The Daily Journal – El ministro de Relaciones Interiores y secretario general del PSUV, Diosdado Cabello, lanzó duras críticas contra sectores de la oposición venezolana que no forman parte de la mesa de negociación con el gobierno.
Según Cabello, estos grupos buscan «hacer implosionar» el proceso de diálogo, cuyo objetivo es la transición democrática y la recuperación del país tras los sismos de junio.
En una rueda de prensa, Cabello calificó la primera jornada de conversaciones como exitosa, alcanzando «los resultados esperados», y denunció que algunos actores políticos «andan chillando» por haber quedado excluidos.
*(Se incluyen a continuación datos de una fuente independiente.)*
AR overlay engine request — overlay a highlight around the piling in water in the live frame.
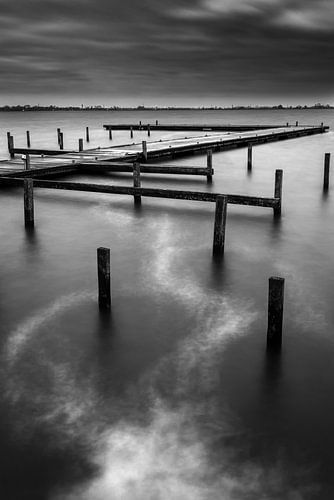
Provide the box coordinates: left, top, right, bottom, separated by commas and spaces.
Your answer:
213, 196, 227, 256
324, 153, 331, 192
206, 149, 213, 182
267, 276, 284, 349
133, 162, 141, 205
23, 179, 34, 227
274, 170, 283, 217
97, 247, 111, 309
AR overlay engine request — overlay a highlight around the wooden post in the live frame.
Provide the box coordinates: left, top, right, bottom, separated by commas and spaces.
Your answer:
9, 135, 15, 158
142, 141, 147, 161
267, 276, 284, 349
274, 170, 283, 217
213, 196, 227, 256
97, 247, 111, 309
324, 153, 331, 191
206, 149, 213, 182
23, 179, 34, 227
24, 153, 30, 170
247, 144, 253, 172
133, 162, 141, 205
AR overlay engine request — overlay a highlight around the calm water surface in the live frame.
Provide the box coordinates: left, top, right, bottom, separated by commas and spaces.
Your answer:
0, 111, 334, 500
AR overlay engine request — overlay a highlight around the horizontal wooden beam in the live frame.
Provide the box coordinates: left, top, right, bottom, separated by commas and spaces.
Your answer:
0, 177, 280, 208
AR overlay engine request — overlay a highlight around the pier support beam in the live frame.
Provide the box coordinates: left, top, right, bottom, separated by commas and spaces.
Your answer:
23, 179, 34, 227
274, 170, 283, 217
133, 162, 141, 205
97, 247, 111, 309
142, 141, 147, 161
247, 144, 253, 172
267, 276, 284, 350
324, 153, 331, 193
212, 196, 227, 256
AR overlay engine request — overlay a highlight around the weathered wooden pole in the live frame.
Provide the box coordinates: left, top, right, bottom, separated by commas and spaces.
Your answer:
23, 179, 34, 227
206, 149, 213, 182
267, 276, 284, 349
247, 144, 253, 172
97, 247, 111, 309
274, 170, 283, 217
133, 162, 141, 205
23, 153, 30, 170
213, 195, 227, 256
324, 153, 331, 192
9, 135, 15, 158
142, 141, 147, 161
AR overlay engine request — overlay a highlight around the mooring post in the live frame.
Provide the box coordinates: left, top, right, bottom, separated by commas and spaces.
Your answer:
97, 247, 111, 309
9, 135, 15, 159
142, 141, 147, 161
247, 144, 253, 172
213, 196, 227, 256
206, 149, 213, 182
23, 179, 34, 227
274, 170, 283, 217
267, 276, 284, 349
324, 153, 331, 191
133, 162, 141, 205
23, 153, 30, 170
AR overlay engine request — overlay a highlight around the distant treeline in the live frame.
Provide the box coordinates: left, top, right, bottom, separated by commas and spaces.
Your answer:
0, 103, 334, 111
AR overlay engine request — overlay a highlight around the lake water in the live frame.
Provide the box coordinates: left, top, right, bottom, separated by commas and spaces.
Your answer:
0, 110, 334, 500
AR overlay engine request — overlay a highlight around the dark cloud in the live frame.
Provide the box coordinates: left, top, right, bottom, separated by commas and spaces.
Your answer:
0, 0, 334, 104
No obstante, aseguró que los canales de negociación permanecerán abiertos.
El funcionario destacó que la propuesta oficial se centra en «la atención de los afectados por los terremotos y la recuperación de nuestro oro», y reiteró que el Gobierno nacional ha sido históricamente el principal promotor del diálogo, a pesar de que procesos anteriores no lograron avances concretos para resolver la crisis política que atraviesa Venezuela desde hace una década.
Como resultado de este primer ciclo de contactos, el Ejecutivo y el Parlamento opositor constituido en 2015 acordaron iniciar un proceso para «transformar» el sistema judicial y recuperar los activos internacionales depositados en el Banco de Inglaterra. Las delegaciones están encabezadas por Jorge Rodríguez, presidente de la Asamblea Nacional, y Dinorah Figuera, quien preside el Parlamento opositor en reemplazo de Juan Guaidó. Ambas partes firmaron un cronograma que arrancará en agosto con anuncios oficiales y acciones concretas.
Por su parte, Figuera insistió en que la transición democrática debe ir acompañada de la liberación de presos políticos, y exigió claridad en las cifras oficiales frente a los reportes de organizaciones de derechos humanos. «Estamos vigilantes», afirmó, subrayando que la libertad de todos los presos políticos es una «gran demanda nacional».
Finalmente, la encargada de la presidencia, Delcy Rodríguez celebró el avance del diálogo como un «primer paso» que puede «contribuir a construir un camino para la mejor convivencia democrática» entre los distintos sectores políticos del país.